The quote underneath “Abstraction allows man to see with his mind what he cannot see physically with his eyes” captures the purpose of the artwork perfectly. It reminds the viewer that abstract art isn’t about recognising objects; it’s about experiencing emotion, movement, and possibility. The meaning isn’t fixed. The viewer completes the picture using their own imagination.
In simple terms:
This artwork is an invitation to think, to imagine, and to see beyond what’s in front of you.
TOP IMAGE – Red, Yellow & Blue Shapes
This picture feels like stepping into a bright, other-worldly place.

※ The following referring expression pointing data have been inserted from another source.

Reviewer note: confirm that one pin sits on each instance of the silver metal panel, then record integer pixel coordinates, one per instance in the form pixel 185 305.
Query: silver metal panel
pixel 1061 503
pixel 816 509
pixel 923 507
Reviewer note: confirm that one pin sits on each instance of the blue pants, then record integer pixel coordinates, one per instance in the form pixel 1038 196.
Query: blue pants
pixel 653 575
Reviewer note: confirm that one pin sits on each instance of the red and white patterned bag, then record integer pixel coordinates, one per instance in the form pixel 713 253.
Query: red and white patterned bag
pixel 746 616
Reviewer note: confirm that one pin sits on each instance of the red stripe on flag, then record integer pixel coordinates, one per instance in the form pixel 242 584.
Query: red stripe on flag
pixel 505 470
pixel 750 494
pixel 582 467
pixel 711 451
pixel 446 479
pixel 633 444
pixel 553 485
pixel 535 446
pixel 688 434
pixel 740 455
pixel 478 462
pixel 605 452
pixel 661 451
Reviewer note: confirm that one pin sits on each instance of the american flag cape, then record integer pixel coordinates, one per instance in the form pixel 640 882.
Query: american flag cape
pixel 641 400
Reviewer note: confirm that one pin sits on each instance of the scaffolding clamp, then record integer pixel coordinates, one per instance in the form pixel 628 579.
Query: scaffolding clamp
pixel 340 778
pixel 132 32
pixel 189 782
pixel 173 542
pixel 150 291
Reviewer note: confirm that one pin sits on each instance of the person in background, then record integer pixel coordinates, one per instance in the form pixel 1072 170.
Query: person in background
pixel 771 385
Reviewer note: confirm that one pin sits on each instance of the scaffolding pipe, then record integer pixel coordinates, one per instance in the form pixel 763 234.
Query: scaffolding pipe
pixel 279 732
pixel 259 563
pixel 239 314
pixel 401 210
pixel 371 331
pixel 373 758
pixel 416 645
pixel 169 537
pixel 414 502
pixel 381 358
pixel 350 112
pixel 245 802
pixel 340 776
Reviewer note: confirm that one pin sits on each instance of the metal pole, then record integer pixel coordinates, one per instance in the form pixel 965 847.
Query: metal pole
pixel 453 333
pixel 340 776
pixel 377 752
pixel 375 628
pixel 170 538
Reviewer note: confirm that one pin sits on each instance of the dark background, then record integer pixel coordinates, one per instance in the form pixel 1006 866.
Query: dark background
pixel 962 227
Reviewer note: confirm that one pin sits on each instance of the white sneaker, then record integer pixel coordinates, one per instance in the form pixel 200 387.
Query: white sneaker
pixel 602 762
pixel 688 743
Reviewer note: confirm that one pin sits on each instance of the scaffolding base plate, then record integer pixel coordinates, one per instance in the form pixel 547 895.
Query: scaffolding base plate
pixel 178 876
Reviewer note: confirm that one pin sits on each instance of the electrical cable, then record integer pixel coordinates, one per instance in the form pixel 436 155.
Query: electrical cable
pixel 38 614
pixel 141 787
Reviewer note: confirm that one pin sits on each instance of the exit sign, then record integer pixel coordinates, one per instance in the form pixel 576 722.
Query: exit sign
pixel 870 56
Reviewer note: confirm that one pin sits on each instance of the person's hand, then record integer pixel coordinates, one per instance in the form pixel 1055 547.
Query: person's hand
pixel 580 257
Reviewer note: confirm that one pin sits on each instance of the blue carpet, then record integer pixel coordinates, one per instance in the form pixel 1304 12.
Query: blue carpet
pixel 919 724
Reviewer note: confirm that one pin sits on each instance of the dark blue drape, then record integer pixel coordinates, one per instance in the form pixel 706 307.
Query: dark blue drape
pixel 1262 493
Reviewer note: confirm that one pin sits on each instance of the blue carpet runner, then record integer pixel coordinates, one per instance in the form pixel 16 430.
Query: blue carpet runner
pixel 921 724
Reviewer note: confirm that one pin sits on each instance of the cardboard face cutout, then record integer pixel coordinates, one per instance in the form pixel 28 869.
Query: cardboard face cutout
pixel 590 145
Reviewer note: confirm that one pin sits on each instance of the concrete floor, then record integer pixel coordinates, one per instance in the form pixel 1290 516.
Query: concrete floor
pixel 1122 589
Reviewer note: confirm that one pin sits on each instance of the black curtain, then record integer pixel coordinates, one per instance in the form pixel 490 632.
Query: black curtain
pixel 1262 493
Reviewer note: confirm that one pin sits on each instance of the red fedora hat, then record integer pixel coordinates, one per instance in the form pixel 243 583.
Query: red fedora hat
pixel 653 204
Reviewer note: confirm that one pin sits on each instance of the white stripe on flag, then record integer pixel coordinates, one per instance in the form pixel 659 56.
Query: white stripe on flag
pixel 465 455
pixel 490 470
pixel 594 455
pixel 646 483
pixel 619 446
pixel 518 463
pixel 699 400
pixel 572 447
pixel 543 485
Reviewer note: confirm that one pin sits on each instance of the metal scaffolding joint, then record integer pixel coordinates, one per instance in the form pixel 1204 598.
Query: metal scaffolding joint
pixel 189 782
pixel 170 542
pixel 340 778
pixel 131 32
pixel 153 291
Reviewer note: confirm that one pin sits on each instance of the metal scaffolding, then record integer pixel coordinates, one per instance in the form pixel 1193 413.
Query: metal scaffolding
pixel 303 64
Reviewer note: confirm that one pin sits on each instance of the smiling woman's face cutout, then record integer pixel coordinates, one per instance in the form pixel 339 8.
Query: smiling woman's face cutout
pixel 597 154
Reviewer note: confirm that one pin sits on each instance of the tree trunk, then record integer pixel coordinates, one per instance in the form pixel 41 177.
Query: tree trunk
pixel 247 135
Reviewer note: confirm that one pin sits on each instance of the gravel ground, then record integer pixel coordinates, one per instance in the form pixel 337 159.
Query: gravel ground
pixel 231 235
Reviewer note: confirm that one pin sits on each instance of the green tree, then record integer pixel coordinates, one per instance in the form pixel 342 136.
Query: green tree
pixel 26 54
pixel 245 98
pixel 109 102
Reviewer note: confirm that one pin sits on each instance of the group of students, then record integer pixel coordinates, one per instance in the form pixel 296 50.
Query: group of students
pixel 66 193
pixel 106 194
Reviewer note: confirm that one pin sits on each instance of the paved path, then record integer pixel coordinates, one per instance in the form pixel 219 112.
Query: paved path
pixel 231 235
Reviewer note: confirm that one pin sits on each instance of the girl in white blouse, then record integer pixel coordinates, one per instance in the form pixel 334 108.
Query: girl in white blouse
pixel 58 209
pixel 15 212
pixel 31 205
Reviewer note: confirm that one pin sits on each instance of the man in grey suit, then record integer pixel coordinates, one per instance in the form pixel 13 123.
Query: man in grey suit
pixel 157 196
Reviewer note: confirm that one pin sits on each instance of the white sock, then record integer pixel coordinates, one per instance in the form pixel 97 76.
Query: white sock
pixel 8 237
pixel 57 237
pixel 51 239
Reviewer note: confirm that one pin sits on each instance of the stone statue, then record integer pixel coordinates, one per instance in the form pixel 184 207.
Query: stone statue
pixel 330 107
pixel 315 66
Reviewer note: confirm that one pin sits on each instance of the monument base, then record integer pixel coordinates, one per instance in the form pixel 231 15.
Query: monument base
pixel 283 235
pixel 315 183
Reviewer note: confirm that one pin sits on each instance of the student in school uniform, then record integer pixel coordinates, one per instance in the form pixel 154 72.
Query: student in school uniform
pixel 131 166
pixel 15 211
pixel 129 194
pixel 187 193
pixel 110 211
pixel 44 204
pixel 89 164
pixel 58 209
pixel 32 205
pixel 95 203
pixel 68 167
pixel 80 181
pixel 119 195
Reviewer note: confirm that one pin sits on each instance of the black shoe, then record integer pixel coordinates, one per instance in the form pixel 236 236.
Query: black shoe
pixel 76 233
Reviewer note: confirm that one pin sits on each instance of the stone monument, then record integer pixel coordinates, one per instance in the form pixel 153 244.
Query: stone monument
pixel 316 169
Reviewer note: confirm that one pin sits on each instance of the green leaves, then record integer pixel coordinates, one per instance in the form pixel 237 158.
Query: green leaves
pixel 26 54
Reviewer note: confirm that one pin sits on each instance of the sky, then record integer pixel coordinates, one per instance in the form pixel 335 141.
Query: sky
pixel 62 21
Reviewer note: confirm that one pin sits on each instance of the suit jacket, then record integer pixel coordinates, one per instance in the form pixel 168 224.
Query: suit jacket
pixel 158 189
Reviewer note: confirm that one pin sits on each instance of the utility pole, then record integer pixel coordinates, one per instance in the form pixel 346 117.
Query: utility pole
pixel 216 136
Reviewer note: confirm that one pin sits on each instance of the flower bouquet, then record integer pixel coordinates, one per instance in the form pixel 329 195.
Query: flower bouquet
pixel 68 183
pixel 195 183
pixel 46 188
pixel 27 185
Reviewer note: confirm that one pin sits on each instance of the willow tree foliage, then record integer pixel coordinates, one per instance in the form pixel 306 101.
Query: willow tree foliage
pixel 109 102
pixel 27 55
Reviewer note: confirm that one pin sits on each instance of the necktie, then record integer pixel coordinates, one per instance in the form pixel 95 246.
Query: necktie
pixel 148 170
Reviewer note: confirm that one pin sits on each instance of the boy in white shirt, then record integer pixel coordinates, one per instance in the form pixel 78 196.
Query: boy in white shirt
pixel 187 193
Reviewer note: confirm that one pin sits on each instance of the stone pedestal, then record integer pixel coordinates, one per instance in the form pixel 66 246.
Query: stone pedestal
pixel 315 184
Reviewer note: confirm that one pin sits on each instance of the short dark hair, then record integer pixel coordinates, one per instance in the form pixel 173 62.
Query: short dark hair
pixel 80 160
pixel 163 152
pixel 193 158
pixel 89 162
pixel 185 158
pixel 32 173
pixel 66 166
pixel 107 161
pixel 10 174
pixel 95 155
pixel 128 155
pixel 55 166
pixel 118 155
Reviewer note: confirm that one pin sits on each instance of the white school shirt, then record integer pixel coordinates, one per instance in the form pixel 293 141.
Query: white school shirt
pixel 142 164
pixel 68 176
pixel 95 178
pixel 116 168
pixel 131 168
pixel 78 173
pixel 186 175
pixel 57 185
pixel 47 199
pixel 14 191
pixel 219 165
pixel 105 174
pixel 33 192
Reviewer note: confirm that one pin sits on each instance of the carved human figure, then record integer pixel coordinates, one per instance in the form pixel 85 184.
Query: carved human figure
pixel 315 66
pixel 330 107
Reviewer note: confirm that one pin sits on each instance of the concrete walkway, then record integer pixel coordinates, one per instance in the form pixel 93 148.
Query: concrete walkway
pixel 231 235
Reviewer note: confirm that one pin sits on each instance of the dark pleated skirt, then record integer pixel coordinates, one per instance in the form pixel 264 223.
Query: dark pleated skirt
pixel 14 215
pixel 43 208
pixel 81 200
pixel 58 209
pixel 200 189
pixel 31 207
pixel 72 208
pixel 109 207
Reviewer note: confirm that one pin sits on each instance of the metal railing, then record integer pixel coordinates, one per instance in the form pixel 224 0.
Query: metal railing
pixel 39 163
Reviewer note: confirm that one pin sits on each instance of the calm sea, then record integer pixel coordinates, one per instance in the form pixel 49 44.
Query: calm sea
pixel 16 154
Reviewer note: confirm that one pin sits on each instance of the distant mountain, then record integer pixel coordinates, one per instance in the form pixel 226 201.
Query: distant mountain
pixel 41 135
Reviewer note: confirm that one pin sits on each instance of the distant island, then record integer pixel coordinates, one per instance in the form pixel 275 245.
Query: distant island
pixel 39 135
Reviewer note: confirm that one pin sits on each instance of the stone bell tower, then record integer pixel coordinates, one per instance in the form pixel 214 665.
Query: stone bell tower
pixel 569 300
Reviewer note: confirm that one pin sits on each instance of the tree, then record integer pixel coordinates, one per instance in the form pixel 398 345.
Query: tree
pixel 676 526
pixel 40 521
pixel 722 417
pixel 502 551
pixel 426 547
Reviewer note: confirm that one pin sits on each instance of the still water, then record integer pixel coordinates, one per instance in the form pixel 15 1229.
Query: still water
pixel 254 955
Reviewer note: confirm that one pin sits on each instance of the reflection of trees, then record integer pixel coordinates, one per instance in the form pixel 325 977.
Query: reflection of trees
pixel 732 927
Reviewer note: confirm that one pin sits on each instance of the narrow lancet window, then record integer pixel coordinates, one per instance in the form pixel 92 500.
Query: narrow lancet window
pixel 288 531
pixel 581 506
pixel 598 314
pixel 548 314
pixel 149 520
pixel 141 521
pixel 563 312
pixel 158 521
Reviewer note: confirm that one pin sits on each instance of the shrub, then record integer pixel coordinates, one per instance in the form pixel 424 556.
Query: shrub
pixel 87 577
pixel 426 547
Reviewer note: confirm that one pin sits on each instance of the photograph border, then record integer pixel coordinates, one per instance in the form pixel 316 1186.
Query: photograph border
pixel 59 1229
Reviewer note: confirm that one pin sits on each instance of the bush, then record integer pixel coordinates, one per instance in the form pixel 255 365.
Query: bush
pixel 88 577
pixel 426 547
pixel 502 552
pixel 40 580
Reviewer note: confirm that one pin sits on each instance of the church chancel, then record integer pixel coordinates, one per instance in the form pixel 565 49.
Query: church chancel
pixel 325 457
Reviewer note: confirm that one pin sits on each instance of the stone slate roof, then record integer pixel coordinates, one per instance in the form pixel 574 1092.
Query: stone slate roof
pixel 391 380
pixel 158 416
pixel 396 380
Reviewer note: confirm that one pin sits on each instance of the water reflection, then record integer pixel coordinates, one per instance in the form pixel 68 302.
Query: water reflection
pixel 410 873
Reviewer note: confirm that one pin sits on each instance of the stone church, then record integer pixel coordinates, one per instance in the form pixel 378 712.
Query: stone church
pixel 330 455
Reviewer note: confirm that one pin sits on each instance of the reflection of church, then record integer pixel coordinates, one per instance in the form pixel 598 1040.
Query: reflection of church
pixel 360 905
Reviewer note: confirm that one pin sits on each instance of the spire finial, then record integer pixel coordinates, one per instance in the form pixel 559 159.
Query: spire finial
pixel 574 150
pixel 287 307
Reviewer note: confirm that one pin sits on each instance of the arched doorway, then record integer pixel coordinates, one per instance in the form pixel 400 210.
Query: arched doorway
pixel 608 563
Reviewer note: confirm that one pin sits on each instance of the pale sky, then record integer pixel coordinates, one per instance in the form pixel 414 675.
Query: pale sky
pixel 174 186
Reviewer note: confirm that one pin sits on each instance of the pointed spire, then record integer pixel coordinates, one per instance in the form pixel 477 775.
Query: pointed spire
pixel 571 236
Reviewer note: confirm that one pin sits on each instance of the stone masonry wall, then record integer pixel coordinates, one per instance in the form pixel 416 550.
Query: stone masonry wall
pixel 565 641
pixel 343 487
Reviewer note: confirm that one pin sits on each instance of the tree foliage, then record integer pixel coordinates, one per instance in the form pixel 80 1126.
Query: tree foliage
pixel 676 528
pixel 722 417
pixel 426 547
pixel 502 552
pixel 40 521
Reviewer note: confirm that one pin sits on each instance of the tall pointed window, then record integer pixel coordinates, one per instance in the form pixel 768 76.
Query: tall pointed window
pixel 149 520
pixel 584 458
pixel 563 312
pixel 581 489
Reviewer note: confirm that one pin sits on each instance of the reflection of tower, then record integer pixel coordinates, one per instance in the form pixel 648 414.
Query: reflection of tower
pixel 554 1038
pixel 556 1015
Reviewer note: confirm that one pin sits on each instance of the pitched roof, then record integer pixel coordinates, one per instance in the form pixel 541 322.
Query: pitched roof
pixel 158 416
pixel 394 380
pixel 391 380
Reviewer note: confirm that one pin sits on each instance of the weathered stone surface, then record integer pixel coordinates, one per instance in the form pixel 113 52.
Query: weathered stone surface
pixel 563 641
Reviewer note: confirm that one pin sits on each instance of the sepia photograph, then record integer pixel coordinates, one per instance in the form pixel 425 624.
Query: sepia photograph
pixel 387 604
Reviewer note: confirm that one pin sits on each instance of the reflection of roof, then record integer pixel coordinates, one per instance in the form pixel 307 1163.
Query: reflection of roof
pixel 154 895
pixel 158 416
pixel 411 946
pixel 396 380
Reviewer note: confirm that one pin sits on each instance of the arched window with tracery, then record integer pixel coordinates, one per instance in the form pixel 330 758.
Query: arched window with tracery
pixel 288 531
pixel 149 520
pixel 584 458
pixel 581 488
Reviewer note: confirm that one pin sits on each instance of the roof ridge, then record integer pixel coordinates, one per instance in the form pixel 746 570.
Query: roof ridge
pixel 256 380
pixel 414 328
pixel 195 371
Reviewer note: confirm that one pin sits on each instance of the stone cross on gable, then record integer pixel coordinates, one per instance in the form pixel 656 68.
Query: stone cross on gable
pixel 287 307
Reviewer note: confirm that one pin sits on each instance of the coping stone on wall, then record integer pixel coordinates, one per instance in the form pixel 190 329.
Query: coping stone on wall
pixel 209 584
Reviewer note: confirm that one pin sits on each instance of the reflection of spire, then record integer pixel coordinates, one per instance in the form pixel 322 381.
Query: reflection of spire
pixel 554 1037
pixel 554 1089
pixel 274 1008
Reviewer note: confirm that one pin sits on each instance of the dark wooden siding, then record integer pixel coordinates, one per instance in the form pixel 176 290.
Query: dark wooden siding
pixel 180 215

The yellow shapes glow like tiny suns, while the blue and white forms float around them as if they’re alive. Nothing looks familiar, but everything feels playful and full of energy. It’s like watching imagination take shape abstract, colourful, and open to whatever the viewer wants to see.
BOTTOM IMAGE – Neon Waves & Shapes
This artwork looks like a wave of neon colours frozen in motion. Bright lines and glowing shapes swirl and overlap, almost like music turned into light. The mix of patterns and colours gives it a lively, electric feel. It’s the kind of image that pulls you in without needing to look like anything real just pure colour and movement for the eye to enjoy.
Top Left Artwork (Geometric Shapes & Soft Gradients)
This piece plays with blocks, circles, and gentle colour shifts to create a sense of calm order. Even though the shapes are simple, squares, rectangles, and rounded forms the way they overlap gives a feeling of depth and movement. It’s like looking at a puzzle where the pieces are sliding into place, inviting the viewer to find patterns that aren’t immediately obvious.
Top Right Artwork (Circular, Organic Form)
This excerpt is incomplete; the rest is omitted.